Coroutines, a more recent addition to the language, are one of the most exciting features of Kotlin. Coroutines are built on the powerful concept of continuations and form the foundation for concurrent and asynchronous programming. In this part, you’ll learn about suspension points and how to alter the thread and sequence of execution of code. Then you’ll readily apply the techniques you learn to create high-performant asynchronous applications.

No one likes to wait for a response to questions like “What’s the weather like today?” You fire off that request to your smart device and continue doing your chore; and when the response arrives you take that in and move forward. The code we write should also do the same—that is, be non-blocking, especially when calling tasks that may take some time to run. That’s where coroutines come in.
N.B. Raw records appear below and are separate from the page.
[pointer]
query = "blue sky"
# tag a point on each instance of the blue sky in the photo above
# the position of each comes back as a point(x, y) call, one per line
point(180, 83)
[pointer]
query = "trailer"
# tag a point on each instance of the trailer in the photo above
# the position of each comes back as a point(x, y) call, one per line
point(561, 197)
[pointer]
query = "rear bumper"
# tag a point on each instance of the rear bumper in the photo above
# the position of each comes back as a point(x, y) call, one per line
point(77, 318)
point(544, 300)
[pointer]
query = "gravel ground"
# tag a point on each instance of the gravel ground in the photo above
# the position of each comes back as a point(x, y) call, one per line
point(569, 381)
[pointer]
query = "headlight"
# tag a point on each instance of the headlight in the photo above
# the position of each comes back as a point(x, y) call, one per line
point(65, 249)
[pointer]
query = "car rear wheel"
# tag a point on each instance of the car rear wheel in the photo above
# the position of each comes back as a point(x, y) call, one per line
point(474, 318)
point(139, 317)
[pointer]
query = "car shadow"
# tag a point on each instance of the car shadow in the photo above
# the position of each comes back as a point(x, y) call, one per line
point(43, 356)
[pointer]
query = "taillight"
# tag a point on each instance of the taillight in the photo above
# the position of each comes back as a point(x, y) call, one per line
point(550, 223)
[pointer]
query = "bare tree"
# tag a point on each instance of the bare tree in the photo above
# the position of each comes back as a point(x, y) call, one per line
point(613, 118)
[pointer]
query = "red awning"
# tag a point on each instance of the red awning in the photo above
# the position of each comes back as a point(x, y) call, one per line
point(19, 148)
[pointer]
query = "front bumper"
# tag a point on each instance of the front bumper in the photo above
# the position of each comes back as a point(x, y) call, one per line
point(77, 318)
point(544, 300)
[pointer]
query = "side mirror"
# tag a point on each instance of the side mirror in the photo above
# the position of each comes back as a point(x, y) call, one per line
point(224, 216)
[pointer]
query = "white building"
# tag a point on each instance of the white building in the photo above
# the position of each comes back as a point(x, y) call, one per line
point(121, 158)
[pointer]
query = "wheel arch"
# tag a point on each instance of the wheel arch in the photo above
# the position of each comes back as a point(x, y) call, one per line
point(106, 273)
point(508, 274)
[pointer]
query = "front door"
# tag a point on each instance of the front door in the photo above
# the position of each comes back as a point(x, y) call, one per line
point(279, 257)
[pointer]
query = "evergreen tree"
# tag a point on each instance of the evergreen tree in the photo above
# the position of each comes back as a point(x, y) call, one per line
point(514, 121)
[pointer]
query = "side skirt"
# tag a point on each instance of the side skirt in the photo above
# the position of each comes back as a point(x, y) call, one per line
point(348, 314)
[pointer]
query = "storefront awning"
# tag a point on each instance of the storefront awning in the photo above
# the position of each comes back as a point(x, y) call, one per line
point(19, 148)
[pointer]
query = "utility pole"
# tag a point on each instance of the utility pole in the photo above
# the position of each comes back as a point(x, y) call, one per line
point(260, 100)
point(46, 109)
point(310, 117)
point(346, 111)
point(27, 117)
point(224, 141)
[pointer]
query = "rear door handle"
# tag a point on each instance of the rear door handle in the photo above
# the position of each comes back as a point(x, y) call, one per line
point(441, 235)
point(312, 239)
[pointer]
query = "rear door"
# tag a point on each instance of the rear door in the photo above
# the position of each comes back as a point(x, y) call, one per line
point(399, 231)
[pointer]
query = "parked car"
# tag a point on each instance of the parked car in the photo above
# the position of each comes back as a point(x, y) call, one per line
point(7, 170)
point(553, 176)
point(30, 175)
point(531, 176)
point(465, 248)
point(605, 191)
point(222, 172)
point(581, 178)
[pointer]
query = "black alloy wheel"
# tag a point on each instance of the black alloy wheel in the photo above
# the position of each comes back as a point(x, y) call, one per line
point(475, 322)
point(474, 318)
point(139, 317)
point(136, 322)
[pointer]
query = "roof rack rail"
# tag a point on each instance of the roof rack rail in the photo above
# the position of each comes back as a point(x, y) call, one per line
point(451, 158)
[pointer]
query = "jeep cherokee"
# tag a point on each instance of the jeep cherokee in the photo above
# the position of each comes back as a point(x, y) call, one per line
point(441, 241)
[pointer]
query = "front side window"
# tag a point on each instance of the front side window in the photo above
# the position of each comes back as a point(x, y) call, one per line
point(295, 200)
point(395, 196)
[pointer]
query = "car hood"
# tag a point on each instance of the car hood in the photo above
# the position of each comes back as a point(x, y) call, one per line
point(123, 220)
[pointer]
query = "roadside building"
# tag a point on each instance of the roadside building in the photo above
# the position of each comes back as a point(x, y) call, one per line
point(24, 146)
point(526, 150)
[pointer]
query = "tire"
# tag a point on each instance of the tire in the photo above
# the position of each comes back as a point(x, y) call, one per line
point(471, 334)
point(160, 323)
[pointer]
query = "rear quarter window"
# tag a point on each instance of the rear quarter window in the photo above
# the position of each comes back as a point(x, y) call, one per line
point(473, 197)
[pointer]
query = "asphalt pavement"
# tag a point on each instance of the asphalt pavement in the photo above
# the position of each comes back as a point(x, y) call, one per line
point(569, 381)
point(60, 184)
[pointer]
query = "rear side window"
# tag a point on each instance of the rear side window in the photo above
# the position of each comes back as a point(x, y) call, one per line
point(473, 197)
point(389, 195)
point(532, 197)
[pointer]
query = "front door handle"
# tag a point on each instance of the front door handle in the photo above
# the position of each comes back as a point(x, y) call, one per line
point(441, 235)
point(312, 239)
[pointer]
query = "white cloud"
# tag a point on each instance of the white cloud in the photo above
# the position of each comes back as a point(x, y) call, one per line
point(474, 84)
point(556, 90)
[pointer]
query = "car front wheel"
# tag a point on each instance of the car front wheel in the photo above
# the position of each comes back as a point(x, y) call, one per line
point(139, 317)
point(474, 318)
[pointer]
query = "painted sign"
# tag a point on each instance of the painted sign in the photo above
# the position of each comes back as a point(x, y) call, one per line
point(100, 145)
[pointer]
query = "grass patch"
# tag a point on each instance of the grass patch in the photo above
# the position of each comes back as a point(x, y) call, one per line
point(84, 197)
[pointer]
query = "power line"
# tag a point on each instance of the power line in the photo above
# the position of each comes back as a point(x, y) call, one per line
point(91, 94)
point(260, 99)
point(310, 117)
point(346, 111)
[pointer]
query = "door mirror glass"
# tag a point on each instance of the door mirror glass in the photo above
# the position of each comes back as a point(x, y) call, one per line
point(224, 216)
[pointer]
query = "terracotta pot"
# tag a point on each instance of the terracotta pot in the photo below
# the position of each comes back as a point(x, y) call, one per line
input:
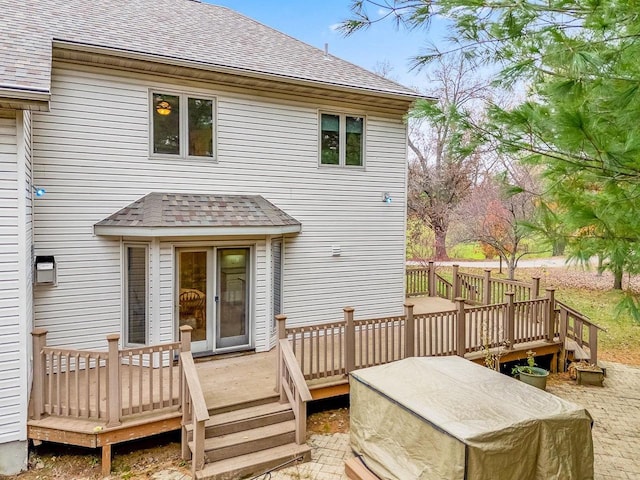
point(537, 378)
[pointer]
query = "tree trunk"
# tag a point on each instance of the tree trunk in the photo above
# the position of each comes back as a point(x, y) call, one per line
point(600, 265)
point(511, 266)
point(439, 242)
point(558, 247)
point(617, 279)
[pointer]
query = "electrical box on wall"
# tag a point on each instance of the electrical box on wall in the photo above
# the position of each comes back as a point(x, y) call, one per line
point(45, 273)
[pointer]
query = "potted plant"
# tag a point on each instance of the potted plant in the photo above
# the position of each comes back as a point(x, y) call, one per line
point(531, 374)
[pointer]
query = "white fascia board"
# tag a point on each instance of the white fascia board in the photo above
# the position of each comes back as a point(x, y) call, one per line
point(181, 62)
point(124, 231)
point(25, 94)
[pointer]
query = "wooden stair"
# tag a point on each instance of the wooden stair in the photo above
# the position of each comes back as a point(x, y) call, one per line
point(249, 440)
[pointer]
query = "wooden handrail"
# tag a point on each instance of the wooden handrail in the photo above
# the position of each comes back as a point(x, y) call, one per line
point(293, 388)
point(297, 378)
point(194, 409)
point(199, 406)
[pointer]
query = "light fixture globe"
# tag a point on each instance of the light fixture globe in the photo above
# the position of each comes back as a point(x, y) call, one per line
point(163, 108)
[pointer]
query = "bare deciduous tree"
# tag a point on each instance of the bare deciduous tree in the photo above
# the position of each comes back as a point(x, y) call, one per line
point(445, 161)
point(496, 211)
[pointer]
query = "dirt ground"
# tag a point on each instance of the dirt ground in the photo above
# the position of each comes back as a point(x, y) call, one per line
point(140, 460)
point(131, 461)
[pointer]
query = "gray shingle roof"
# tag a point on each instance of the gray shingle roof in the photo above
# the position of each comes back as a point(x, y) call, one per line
point(199, 210)
point(172, 29)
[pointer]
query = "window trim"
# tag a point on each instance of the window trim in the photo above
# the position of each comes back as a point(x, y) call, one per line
point(125, 291)
point(184, 124)
point(342, 139)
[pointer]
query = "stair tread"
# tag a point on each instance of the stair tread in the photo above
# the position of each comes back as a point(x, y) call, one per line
point(245, 414)
point(579, 353)
point(272, 456)
point(250, 435)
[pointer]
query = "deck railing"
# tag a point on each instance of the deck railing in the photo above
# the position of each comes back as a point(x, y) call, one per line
point(374, 341)
point(474, 288)
point(579, 328)
point(107, 385)
point(378, 340)
point(319, 348)
point(435, 333)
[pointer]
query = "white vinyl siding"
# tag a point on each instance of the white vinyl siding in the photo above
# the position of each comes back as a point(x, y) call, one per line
point(93, 160)
point(15, 274)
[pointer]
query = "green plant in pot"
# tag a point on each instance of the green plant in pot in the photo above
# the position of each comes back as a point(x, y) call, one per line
point(531, 374)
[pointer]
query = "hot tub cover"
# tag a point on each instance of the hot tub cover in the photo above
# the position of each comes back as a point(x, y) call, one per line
point(448, 418)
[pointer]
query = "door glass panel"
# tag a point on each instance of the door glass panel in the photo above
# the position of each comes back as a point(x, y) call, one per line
point(192, 294)
point(136, 301)
point(232, 306)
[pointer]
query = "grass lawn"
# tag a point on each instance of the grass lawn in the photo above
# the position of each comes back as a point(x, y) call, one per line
point(621, 341)
point(590, 295)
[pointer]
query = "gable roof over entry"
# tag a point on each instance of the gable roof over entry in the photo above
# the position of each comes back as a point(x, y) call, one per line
point(178, 215)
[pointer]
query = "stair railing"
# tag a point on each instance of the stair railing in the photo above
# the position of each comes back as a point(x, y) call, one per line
point(293, 388)
point(194, 407)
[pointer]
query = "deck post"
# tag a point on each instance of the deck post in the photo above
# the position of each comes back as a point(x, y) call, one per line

Coroutines are new in Kotlin—they’re part of the standard library starting with version 1.3, and they provide a great way to create concurrent non- blocking code. Coroutines go hand in hand with suspendible functions, the execution of which may be suspended and resumed. These features are built in Kotlin using continuations, which are data structures used to preserve the internal state of a function in order to continue the function call later on.

In this chapter we’ll focus on the nuts and bolts of coroutines. You’ll learn how to configure code to run sequentially or concurrently, understand the relationship between threads and coroutines, control the thread of execution, and debug coroutines.

We’ll also take a peek under the hood at continuations, which provide the underpinnings for coroutines, and we’ll apply the knowledge to create infinite sequences and iterators that yield unbounded collections of data. The concepts you learn in this chapter will provide the foundations necessary for asynchronous programming, which we’ll dig into in the next chapter.